I have a panel data (21 years) and I am trying to figure out whether I should use regression discontinuity design (RDD) or panel cointegration. I do have a randomness in the assignment variable and so I don't have any problem using the RDD; I can examine the causality (local average treatment effect). My questions are: first, why one should use RDD over the panel cointegration; second how can the causality from the RDD be linked with the Granger causality resulting from the panel cointegration (assuming that there is the cointegration and hence it is possible to estimate the vector error correction model). As far as I understand, when you have assignment variable and that variable is random, you always use RDD (although it is possible to use panel cointegration), but if you don't have an assignment variable and that variable is not random or if you don't have an assignment variable, then you proceed with the panel cointegration. I would really appreciate if you could let me know whether my understanding is correct. Please suggest the papers if possible. Note that my dependent variable is in growth form (e.g. growth of wealth)in RDD, but if I have to use panel cointegration, I will have dependent variable in level form for long run and in growth form for short run.
Example: Let's suppose, I have a binary variable (treat) and the dependent variable is y. There are two different approaches in RDD: non parametric and parametric approach. In parametric approach, we use all observations and then the coefficient on the treat is called as causal effect (we can also use other control variables) .

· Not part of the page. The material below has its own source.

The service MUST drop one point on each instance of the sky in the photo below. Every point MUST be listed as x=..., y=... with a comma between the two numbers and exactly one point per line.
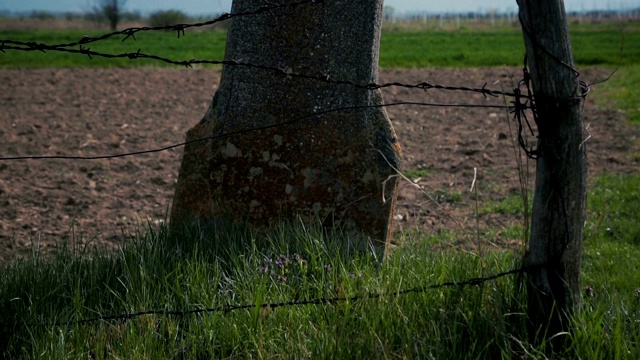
x=205, y=7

In cointegration approach, we use all observations and we can examine the long run relationship between treat and y (plus other variables). However, the concern here is that variable treat is binary while other variables (dependent and control variables) are continuous. I test all continuous variables and found to be integrated of order 1. But, I am not sure whether it is to test for the unit root of variable treat (binary variable). Does it make any sense?. This is important before we decide to use cointegration since it should all varaibles should be integrated of order 1. How do I incorporate the varaible treat in the cointegration? How can I then compare the results of cointegration and RDD?